Introduction
Attention-deficit hyperactivity disorder (ADHD) is among the most common psychiatric disorders in children and adolescents with an estimated prevalence of 3–5 % (Dopheide and Pliszka
2009; Greenhill
1998; NIH
1998; Scahill and Schwab-Stone
2000). This neurobiological disorder is characterized by significant impairment of concentration and attention, associated with a lack of impulsivity control and increased motor activity (AWMF
2007). Without treatment, these symptoms may persist in adulthood and adversely affect socioemotional and intellectual development (Buitelaar and Medori
2010). Treatment in children is usually multimodal comprising psychotherapy together with occupational therapy, educational training including parents, and eventually drug therapy (Brown et al.
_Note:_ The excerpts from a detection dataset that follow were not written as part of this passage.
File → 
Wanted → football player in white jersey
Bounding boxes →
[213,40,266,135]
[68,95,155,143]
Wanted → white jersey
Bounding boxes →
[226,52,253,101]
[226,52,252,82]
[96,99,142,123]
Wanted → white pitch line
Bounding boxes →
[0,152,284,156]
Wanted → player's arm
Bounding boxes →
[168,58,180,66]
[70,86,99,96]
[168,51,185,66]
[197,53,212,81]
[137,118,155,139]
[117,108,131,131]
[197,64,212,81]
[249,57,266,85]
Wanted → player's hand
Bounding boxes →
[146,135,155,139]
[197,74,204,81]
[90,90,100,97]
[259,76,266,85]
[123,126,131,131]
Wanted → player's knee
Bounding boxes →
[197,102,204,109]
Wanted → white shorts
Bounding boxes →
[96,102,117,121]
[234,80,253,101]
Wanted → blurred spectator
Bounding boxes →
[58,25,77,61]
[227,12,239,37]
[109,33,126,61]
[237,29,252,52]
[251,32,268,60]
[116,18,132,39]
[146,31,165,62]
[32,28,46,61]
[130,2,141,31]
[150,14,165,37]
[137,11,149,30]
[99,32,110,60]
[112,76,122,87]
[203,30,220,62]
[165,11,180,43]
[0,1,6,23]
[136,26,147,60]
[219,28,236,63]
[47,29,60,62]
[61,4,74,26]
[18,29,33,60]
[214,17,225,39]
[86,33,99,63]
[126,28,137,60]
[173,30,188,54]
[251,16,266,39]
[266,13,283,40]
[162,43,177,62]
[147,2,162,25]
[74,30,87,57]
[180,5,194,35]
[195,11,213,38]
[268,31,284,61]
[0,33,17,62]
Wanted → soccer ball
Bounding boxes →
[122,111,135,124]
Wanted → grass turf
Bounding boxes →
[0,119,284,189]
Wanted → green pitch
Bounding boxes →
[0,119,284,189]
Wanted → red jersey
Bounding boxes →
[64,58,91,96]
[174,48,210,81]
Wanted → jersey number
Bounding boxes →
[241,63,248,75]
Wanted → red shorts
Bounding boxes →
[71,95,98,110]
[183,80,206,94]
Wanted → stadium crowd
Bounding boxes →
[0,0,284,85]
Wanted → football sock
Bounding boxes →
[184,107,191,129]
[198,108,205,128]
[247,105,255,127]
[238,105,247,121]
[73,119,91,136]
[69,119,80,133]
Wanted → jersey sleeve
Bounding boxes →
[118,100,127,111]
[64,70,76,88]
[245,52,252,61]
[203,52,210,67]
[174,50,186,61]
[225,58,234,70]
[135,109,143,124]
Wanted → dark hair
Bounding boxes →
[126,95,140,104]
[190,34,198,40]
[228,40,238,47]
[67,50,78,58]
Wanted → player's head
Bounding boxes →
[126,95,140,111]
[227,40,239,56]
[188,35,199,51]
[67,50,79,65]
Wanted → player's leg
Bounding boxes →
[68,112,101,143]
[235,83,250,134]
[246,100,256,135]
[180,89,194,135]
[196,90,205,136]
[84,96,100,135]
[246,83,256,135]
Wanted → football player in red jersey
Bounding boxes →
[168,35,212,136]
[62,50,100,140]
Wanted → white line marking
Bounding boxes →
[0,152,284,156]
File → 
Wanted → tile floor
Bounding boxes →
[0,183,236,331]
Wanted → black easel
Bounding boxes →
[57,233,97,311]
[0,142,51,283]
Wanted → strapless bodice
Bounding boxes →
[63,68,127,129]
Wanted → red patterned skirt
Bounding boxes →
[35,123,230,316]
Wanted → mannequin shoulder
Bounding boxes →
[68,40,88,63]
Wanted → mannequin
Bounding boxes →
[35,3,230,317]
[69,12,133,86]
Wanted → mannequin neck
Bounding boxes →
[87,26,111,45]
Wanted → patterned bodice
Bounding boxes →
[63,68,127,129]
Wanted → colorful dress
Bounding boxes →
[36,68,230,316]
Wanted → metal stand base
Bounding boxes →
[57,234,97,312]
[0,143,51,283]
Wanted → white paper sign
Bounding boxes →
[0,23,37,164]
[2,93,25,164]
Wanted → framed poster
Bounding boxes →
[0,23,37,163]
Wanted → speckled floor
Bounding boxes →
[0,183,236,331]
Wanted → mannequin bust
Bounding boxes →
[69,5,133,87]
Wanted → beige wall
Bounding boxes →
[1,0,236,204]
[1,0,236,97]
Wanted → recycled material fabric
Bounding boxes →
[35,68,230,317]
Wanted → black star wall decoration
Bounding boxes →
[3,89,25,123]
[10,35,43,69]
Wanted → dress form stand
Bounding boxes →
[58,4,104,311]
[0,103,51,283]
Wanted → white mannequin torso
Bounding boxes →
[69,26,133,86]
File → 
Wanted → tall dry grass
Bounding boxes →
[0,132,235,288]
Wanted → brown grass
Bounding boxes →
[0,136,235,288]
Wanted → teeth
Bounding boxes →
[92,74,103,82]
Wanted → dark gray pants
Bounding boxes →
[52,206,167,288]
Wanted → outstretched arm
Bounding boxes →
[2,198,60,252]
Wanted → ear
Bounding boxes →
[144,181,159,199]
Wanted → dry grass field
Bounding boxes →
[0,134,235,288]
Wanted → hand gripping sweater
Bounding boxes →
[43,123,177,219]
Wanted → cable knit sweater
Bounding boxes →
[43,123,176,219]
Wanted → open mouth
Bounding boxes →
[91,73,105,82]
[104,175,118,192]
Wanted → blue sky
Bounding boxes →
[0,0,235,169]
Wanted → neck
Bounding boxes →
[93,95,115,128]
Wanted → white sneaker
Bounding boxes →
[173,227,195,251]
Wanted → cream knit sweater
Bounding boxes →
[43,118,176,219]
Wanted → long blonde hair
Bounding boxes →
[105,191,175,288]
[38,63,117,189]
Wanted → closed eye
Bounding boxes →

2005; Dopheide and Pliszka
2009; Grosse and Skrodzki
2007; Reddy
2013).
With more than 6,000 patients treated in over 200 clinical trials, methylphenidate (MPH) is one of the best studied drugs in children and adolescents (Vitiello
2001). Based on evidence of its efficacy from several clinical trials and meta-analyses (Faraone et al.
2004; Group
1999; Kutcher et al.
2004; Schachter et al.
2001), MPH has become a mainstay in ADHD therapy and the first-line drug recommendation (AWMF
2007; Grosse and Skrodzki
2007; Reddy
2013). Conventionally, MPH treatment is initiated with immediate release formulations to titrate the dose (Kimko et al.
1999; Kutcher et al.
2004), usually given two to three times daily, depending on the individual effect duration and the severity of symptoms. After the appropriate dose is determined, patients are often switched to a long-acting (LA) formulation taken at home to avoid drug intake in school or in the presence of peers ensuring compliance and steadiness of effects (Grosse and Skrodzki
2007). For these reasons, more recent practice guidelines recommend the use of modified-release formulations even from the outset (National Collaborating Centre for Mental Health
2009). Several modified-release formulations with varying pharmacokinetic (PK) profiles are available, none of which is preferentially recommended by treatment guidelines. Advice given early on to choose the preparation and then to titrate the dose according to individual requirements (AWMF
2007; Banaschewski et al.
2008a,
2008b; Grosse and Skrodzki
2007) is still valid (Coghill et al.
2013).
Due to the Spheroidal Oral Drug Absorption System (SODAS) technology, Ritalin
® LA releases 50 % of the drug immediately and 50 % after 4 h. This ensures effect duration of 8–9 h with one single dose, regardless of food intake (Markowitz et al.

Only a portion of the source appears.